Google Answers Logo
View Question
 
Q: Google Meta query ( Answered 5 out of 5 stars,   1 Comment )
Question  
Subject: Google Meta query
Category: Computers > Internet
Asked by: pafalafa-ga
List Price: $5.00
Posted: 27 Oct 2002 08:08 PST
Expires: 26 Nov 2002 08:08 PST
Question ID: 90542
For the Google query:

://www.google.com/search?num=100&hl=en&lr=&ie=UTF-8&oe=UTF-8&safe=off&q=parse+url

(1) What do the different parts of the query mean?  For instance, what
is "hl=en"(or is it "hl=en&lr"?), etc.

(2) Please point me to a plain-English primer on the commands and
variables used to build a query like this.

Thanks so much.

Clarification of Question by pafalafa-ga on 27 Oct 2002 15:13 PST
P.S.  I think this will be a very easy question to answer for someone
who is already familiar with the language/protocol of URLs, and a
pretty tough question for anyone who isn't.  I'd appreciate an answer
from the former rather than latter, if possible.

Thanks.
Answer  
Subject: Re: Google Meta query
Answered By: theta-ga on 28 Oct 2002 02:19 PST
Rated:5 out of 5 stars
 
This answer will be a lot more understandable to you if you know some
programming and are familiar with basic programming concepts such as
variables.

To answers the first part of your query :
in the URL you have given
'://www.google.com/search?num=100&hl=en&lr=&ie=UTF-8&oe=UTF-8&safe=off&q=parse+url'
 '://www.google.com/search ' is the address of the search script
used by Google to execute your query.
All the data occurring after the ? in the url refers to the different
variables used by Google to tailor the search to your particular
needs.

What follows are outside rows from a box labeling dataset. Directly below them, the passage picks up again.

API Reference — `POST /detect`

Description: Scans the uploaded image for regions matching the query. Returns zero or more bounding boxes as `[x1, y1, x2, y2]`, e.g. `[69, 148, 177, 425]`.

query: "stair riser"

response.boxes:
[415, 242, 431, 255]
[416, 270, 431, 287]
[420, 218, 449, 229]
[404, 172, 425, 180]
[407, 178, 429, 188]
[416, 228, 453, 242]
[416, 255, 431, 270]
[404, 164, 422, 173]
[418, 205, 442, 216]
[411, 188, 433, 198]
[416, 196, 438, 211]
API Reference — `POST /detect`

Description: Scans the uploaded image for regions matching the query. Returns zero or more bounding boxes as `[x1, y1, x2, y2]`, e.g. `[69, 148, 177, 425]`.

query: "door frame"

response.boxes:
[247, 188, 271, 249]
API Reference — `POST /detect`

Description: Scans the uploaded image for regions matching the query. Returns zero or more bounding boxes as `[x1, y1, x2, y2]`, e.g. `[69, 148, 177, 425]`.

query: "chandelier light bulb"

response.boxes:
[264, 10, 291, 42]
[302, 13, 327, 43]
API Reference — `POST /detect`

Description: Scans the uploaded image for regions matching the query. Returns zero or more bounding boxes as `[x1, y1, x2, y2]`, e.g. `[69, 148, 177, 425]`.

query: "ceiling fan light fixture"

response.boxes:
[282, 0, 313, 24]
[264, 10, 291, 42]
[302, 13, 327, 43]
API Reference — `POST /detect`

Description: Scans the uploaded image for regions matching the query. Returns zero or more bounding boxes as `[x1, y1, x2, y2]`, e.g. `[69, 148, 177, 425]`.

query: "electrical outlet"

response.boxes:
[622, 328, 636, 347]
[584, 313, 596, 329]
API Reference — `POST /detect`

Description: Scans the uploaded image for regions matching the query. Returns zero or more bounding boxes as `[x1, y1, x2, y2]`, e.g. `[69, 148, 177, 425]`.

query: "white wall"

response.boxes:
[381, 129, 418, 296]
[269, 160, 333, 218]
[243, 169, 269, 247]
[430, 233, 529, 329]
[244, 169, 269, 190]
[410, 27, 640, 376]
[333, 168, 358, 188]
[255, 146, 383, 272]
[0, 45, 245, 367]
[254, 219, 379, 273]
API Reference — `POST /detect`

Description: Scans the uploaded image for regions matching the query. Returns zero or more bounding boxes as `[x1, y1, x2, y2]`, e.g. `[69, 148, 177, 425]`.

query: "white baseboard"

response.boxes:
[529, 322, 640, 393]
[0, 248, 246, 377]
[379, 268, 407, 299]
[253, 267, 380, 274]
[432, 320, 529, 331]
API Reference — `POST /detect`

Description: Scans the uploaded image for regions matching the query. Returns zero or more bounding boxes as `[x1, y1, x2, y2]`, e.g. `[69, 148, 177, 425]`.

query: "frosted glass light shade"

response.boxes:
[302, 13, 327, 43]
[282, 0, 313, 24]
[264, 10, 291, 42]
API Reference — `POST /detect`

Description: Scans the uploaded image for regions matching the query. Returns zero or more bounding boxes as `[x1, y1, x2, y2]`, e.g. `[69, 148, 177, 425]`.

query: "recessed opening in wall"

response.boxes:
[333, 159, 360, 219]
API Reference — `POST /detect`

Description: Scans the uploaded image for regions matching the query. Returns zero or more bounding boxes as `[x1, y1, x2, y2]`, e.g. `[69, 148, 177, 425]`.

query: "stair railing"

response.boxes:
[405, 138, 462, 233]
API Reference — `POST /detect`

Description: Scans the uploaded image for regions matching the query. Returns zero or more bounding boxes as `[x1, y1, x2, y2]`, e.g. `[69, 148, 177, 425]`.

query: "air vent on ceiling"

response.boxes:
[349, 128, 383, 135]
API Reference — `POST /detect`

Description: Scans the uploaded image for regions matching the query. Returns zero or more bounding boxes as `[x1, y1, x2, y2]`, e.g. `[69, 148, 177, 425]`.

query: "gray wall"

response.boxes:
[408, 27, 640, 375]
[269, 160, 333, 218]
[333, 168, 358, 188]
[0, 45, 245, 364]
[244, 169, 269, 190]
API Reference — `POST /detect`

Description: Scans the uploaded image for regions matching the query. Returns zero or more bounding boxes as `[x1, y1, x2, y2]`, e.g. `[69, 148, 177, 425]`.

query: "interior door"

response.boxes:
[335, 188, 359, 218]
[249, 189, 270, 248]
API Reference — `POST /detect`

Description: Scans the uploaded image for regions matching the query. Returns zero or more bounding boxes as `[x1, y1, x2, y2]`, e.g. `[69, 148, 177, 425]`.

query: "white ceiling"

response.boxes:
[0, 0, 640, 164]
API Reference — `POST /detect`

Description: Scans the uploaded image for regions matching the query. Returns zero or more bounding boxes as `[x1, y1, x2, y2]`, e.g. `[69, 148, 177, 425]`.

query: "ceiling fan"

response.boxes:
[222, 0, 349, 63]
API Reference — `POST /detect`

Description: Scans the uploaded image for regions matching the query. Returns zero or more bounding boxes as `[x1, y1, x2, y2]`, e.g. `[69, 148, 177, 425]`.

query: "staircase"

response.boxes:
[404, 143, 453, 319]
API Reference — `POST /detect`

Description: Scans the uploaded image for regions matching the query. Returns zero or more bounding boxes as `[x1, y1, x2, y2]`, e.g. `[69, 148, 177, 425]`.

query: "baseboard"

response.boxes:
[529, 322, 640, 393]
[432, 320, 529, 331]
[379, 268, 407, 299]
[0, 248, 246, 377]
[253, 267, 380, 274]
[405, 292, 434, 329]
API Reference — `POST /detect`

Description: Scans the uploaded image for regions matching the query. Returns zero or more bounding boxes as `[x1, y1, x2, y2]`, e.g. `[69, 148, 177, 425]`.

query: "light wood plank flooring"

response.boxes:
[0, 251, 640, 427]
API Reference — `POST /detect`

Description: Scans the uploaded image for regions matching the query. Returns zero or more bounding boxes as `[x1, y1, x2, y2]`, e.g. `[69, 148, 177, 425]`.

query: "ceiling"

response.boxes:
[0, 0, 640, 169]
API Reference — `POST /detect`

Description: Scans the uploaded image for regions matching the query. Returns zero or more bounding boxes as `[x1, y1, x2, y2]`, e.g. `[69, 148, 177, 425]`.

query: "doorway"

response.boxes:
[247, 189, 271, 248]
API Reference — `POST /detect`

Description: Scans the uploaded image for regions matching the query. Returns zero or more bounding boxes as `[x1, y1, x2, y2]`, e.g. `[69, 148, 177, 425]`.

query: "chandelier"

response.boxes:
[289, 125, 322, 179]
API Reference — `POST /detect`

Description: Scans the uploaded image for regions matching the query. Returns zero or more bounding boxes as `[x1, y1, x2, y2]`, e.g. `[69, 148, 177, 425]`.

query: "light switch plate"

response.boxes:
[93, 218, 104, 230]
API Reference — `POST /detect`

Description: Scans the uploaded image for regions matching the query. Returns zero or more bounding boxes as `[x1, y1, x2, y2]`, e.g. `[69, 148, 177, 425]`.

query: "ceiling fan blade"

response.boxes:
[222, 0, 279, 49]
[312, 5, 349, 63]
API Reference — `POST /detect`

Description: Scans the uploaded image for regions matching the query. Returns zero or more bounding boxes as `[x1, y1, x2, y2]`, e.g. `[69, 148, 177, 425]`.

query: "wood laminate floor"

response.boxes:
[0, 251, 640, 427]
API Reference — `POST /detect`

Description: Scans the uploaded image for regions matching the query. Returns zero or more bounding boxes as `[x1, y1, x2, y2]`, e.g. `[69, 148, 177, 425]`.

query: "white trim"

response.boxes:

This data is of the form 'variable=value'. Multiple
variable-value pairs are seperated by an ampersand(&).
So in the remaining URL
'num=100&hl=en&lr=&ie=UTF-8&oe=UTF-8&safe=off&q=parse+url' , num is a
variable and '100' is the value assigned to it.Similarily hl is
another variable and 'en' is the value assigned to it.
You should understand that the variable names and values used are
specific to Google and can be changed by them as and when they like.
As to what they mean, here is a simple explaination :
 1) num=100 refers to the number of results that are shown at once on
the results page.The default value is 10 results per page.
 2) hl=en refers to the language in which the google home page will be
shown to you. The default value is 'en' which is the language code for
ENglish.
 3) lr= this variable is used to specify the language of the pages to
be returned in reply to your query.For example, you may specify that
you want only pages in spanish to be returned.By default, no
particular language is specified,which is why there is nothing after
the = sign, and Google returns matching pages in all languages.
 4) ie=UTF-8&oe=UTF-8 refer to the input and output character
encodings. A character encoding refers to the way the characters
making up the particular language you use are represented in computer
form. There are a lot of different character encodings (the most
famous is ASCII) and which one is specified in the google URL depends
on your browser and your Operating System. Here the encoding used is
the Unicode UTF-8 encoding.
 5)safe=off refers to the SafeSearch feature offered by the Google
engine which, if enabled, automatically removes sites that contain
pornography and explicit sexual content from the search results. Here
the value off indicates that Safe Search has not been enabled.
 6)q=parse+url refers to the search terms you specified in your query.
Here google will search for pages containing both the words 'parse'
and 'url'. The '+' symbol is actually the space you entered between
the two words. Since URL's cannot contain a space character, all space
characters are converted to the '+' symbol.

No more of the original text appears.